Anche quest’estate, quando arrivò a Dimaro, nell’applicazione delle sue teorie sul gruppo, Ancelotti fece cantare quello che fino a qualche anno fa era indiscutibilmente l’inno del Napoli. Che ha accompagnato le vittorie degli azzurri da quella domenica del 1975 quando si vinse 1-0 a Roma contro la Lazio con gol di Boccolini (anche se non tutti sono d’accordo sulla sua origine).
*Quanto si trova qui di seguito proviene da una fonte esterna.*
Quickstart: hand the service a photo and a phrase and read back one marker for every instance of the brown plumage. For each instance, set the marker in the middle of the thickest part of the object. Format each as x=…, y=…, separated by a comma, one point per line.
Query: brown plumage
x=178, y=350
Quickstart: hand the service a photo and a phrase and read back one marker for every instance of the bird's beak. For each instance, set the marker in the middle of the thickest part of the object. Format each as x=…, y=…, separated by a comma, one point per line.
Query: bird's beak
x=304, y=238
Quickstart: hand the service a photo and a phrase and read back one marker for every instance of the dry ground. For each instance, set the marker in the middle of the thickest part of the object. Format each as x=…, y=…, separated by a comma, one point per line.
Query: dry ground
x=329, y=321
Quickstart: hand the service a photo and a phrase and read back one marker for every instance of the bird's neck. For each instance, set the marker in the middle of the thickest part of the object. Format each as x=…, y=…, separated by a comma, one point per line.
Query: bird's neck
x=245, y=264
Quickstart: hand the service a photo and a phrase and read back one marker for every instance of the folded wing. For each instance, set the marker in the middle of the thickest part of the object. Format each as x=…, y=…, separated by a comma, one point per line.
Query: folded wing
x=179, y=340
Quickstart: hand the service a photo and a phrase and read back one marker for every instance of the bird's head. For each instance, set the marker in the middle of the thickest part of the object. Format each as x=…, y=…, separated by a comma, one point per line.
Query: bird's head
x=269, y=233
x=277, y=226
Ancelotti, come tanti altri, non sa che ‘O surdato ‘nnammurato è incredibilmente e incomprensibilmente scomparsa dal repertorio musicale del San Paolo. Ne abbiamo scritto più e più volte. Assurdamente soppiantata da motivetti copiati dai Righeira – uno dei Righeira è juventino e non siamo stati nemmeno i primi a intonare il motivetto – come “Un giorno all’improvviso” oppure “Abbiamo un sogno nel cuore” o, ancora, “Siamo figli del Vesuvio”. Il motivetto dei Righeira è intonato più o meno in tutti gli stadi d’Europa. ‘O surdato ‘nnammurato è nostra, esclusivamente nostra, è una canzone simbolo di Napoli. Ma al San Paolo è scomparsa, col suo celebre ritornello: “Oj vita, oj vita mia”. Ancelotti è evidentemente legato al Napoli dei suoi ricordi da calciatore quando – per fortuna – la tifoseria azzurra non pensava nemmeno lontanamente di ispirarsi ai Righeira. Purtroppo non è più così da qualche anno.